A l’origine il n’y avait rien, c’était le néant. Au fond de cet océan primordial, une étincelle a surgi. Et de cette lueur est apparue… Ce film. Pas grand-monde n’avait vu arriver Les Enfants de la Mer, adaptation inattendue d’un manga terminé en 2012 par l’auteur de niche Daisuke Igarashi. Le studio en charge est 4°C, qui remonte à la surface après des années en apnée suite à la décevante trilogie Berserk, qui a entaché la réputation d’un studio pourtant chouchouté par les fans dans les années 2000. Avec ce film toutefois, 4°C entend bien replonger dans le grand bassin et montrer qu’ils peuvent encore faire des vagues.
Ruka est une adolescente qui vit avec sa mère dans une ville portuaire du Japon. A la suite d’un incident à l’école, elle se fait virer du club de handball et se retrouve seule pour les vacances d’été. Elle rend alors visite à son père qui travaille dans l’aquarium local, et fait la connaissance de Umi, un « enfant de la mer ». Lui et son frère Sora auraient été élevés par des dugongs, et disposent d’un don particulier pour communiquer avec les animaux marins. Au même moment, des incidents étranges se produisent sur les littoraux du monde entier, ce qui pousse la communauté scientifique à étudier les capacités des enfants de la mer. Ruka se trouve rapidement impliquée dans ces évènements, ce qui va l’amener à prendre part à une aventure métaphysique.
Le principal point d’intérêt du film se situe au niveau visuel. Plutôt que de suivre la tendance du superflat et des designs lisses qui dominent le cinéma d’animation japonais post-Ghibli, le studio 4°C a opté pour un chara-design rugueux et très stylisé, avec ces personnages aux silhouettes filiformes et des yeux disproportionnés façon shôjo manga d’il y a trente ans.

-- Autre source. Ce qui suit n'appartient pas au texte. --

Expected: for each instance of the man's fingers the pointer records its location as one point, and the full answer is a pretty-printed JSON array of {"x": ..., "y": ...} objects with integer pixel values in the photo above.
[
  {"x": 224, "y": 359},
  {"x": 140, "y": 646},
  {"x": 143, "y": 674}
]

L’animation en elle-même est assez incroyable avec bien sûr un soin particulier apporté aux effets aquatiques, mais ce qui m’a le plus impressionné c’est la quantité et la qualité des animations pour les animaux marins, baleines, dauphins, tortues, requins et poissons en tous genres. A l’heure où il n’y a guère plus que dans la série TV Pokémon où l’on peut encore voir des créatures animées à la main en 2019, le studio 4°C fait ici preuve d’un savoir-faire et d’une technique qui place déjà ce film parmi les espèces en voie de disparition.
Le scénario adapte le manga de manière compétente quoique imparfaite, beaucoup de thèmes sont abordés sans que l’on sache vraiment où le film veut en arriver. Fable écologiste ? Récit de science-fiction conceptuel ? Métaphore du passage à l’âge adulte ? Le film est un peu de tout ça sans n’être rien de tout ça à la fois. La dernière demi-heure, qui verse dans l’abstraction la plus totale, semble indiquer que la portée du film est bien plus sensorielle que narrative, avec ces images irréelles accompagnées par la bande-son lancinante de Joe Hisaichi. Peut-être que si j’avais fumé des algues marines avant d’entrer dans la salle j’aurais pu comprendre la portée cosmogonique de cette histoire, en l’état je suis un peu resté sur le bord de la plage en attendant le reflux de la marée.
Les Enfants de la Mer est d’abord et surtout une prouesse technique, un exercice de style réalisé par des animateurs à l’attention des fans d’animation. Inutile d’y aller en famille ou d’y envoyer vos gosses/neveux/cousins, ils n’y comprendront rien et seront noyés dans l’ennui au bout de la première heure sur les deux que compte le film. Pour les autres, c’est-à-dire les quelques nerds éparpillés dans cette salle à 95% vide d’un gros multiplexe parisien pour la séance du samedi 13h, il y aura au moins de quoi discuter sakuga quelques semaines. Pour sûr le box-office va se planter mais c’est pas grave, ce n’est pas la mer à boire.